Konut Satışlarındaki Düşüş Mobilyayı Vurdu
1948 yılında kurulan ve bugün 17 eyalette 120’den fazla mağazasıyla hizmet veren Ohio merkezli aile şirketi, iflasın gerekçesi olarak gayrimenkul sektöründeki krizi işaret etti.
Mahkeme belgelerine yansıyan detaylara göre; yüksek faiz oranları ve konut piyasasındaki durgunluk, şirketin sonunu hazırlayan temel faktörler oldu. Şirket yetkilileri mevcut durumu, "son yılların en sert daralmalarından biri" olarak nitelendiriyor.

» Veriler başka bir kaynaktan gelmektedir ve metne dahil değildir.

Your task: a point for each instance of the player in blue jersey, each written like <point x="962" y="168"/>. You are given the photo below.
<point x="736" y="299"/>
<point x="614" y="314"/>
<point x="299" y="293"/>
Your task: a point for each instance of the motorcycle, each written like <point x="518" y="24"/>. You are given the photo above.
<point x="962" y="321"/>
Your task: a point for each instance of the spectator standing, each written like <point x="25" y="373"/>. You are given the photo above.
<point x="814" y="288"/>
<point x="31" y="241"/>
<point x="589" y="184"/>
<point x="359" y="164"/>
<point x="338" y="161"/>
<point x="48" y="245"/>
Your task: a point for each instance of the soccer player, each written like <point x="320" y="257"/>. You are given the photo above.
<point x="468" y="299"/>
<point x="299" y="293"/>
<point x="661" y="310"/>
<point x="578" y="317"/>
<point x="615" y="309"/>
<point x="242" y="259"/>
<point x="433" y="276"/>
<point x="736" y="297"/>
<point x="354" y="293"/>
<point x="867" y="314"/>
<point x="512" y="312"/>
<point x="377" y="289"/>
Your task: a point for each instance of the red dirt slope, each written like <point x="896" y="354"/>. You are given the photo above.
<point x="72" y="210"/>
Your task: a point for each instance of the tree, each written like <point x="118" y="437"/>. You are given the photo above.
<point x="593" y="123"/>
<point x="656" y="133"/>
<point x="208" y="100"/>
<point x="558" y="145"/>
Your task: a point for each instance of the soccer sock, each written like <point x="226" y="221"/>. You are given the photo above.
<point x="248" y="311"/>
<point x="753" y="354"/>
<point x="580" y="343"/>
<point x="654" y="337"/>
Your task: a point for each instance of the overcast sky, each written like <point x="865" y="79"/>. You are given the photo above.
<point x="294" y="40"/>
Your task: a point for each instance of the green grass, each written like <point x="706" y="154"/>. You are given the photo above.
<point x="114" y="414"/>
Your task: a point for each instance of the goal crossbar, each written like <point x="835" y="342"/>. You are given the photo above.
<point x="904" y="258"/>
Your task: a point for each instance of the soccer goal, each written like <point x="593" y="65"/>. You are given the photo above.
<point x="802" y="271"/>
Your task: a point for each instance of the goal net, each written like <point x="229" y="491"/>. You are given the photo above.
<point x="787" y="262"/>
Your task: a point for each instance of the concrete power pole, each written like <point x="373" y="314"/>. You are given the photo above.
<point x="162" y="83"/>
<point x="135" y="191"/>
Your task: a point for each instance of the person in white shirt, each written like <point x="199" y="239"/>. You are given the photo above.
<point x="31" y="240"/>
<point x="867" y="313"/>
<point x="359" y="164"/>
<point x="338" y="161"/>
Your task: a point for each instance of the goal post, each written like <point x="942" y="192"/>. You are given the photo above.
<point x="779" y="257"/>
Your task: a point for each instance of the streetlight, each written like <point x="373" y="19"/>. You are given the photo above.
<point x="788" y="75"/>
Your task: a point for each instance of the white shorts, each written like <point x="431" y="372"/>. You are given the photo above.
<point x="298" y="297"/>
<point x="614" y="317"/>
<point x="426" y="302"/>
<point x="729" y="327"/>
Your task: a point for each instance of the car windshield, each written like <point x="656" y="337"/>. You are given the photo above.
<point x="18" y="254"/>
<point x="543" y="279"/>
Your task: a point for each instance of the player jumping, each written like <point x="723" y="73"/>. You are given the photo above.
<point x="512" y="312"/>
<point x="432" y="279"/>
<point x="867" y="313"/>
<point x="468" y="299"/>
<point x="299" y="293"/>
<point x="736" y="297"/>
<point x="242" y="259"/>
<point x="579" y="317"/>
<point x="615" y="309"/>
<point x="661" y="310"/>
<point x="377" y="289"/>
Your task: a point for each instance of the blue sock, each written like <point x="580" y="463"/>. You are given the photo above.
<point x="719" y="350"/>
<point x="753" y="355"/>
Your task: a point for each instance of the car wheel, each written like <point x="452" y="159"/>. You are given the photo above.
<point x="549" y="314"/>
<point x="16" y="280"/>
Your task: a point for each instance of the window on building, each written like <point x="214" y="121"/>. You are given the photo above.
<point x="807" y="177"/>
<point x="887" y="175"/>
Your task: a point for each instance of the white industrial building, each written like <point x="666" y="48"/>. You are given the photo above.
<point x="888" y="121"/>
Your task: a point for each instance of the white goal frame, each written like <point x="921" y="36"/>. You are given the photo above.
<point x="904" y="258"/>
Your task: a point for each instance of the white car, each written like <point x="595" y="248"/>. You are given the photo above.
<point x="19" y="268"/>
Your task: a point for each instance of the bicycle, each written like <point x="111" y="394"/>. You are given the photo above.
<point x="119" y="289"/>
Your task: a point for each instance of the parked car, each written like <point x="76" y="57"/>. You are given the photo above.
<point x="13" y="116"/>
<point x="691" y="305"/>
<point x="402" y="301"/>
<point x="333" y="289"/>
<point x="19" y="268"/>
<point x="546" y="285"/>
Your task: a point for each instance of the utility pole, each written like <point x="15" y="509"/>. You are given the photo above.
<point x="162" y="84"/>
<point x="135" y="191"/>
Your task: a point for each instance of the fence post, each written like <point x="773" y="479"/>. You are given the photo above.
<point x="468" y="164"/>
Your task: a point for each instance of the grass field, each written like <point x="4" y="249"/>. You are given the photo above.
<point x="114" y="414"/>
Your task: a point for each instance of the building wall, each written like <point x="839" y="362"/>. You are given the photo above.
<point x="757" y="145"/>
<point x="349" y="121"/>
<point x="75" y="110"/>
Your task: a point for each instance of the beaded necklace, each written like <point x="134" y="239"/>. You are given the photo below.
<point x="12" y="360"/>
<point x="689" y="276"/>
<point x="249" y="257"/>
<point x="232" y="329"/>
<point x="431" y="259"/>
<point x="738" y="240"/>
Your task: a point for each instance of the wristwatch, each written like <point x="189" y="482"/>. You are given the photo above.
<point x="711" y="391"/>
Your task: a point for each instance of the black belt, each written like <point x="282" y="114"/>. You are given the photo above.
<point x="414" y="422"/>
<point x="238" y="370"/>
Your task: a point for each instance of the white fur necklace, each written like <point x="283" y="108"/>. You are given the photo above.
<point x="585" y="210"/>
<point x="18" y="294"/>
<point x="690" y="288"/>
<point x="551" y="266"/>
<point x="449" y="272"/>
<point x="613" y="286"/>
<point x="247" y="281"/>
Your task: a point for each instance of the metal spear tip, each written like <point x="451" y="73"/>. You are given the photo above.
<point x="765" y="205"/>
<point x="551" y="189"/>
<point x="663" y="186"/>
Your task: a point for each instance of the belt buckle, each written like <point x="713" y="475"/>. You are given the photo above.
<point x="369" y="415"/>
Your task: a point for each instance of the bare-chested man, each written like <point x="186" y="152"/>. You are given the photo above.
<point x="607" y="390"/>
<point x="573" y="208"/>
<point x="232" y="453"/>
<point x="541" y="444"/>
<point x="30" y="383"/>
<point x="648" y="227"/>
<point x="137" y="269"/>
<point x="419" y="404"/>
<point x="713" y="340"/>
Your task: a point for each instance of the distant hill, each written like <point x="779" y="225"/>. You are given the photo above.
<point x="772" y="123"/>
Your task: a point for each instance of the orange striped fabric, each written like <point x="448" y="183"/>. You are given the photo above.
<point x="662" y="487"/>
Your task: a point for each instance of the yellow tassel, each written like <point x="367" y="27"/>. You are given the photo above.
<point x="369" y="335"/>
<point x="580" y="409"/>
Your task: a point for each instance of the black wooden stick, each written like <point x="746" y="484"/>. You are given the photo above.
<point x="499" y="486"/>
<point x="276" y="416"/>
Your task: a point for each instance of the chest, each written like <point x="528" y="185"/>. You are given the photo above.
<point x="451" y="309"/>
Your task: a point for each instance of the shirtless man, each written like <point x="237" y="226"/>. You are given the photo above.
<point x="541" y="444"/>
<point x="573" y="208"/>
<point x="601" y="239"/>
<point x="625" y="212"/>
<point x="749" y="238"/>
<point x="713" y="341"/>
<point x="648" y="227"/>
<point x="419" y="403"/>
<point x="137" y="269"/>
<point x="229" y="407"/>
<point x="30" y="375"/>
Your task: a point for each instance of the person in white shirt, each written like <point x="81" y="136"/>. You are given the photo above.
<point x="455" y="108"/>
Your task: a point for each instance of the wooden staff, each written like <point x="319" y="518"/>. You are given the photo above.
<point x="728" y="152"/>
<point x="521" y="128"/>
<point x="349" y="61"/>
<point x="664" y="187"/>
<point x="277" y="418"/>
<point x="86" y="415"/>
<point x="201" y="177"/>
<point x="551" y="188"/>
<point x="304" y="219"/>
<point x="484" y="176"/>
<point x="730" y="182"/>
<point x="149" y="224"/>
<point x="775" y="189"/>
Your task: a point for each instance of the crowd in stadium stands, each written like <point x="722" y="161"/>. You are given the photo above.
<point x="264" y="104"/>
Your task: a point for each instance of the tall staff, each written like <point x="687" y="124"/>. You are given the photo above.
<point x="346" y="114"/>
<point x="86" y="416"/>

Emlak veri analitiği şirketi Redfin’in raporlarına atıfta bulunulan açıklamada, konut devir hızının son 30 yılın en düşük seviyelerine gerilediğine dikkat çekildi. Ev alım-satım trafiğinin durma noktasına gelmesi, mobilya ve ev dekorasyonuna olan talebi de bıçak gibi kesti.
Satış Gelirlerinde 300 Milyon Dolarlık Erime
Yaklaşık 3 bin çalışanı bulunan American Signature’ın mali tabloları, krizin boyutunu net bir şekilde ortaya koyuyor. Şirketin paylaştığı verilere göre:
-
2023 Yılı Geliri: 1,1 milyar dolar seviyesindeyken,
-
2025 Yılı Geliri: 803 milyon dolara kadar geriledi.
-
Net Zarar: Sadece 2024 yılında faaliyet zararı 70 milyon dolara ulaştı.
Son iki yılda yaşanan bu sert düşüş, şirketin nakit akışını bozarak iflas başvurusunu kaçınılmaz hale getirdi.
Mağazalar Kapanıyor, Varlıklar Satılıyor
Eylül ayında stok tasfiye sürecine başlayan şirket, verimsiz olduğu belirlenen 33 mağazanın kapılarını kapatacak. Geriye kalan varlıkların ise ASI Purchaser, LLC adlı şirkete satılması planlanıyor. Mahkeme kayıtlarına göre bu alıcı firma, şirketin kurucusu olan Schottenstein Ailesi ile bağlantılı bir yapı.
Süreç tamamlandığında American Signature, küçülerek ve finansal yapısını yeniden düzenleyerek faaliyetlerine devam etmeyi hedefliyor. Bu gelişme, konut piyasasındaki krizin sadece inşaat firmalarını değil, tedarik zincirindeki tüm halkaları nasıl etkilediğinin en somut örneği olarak kayıtlara geçti.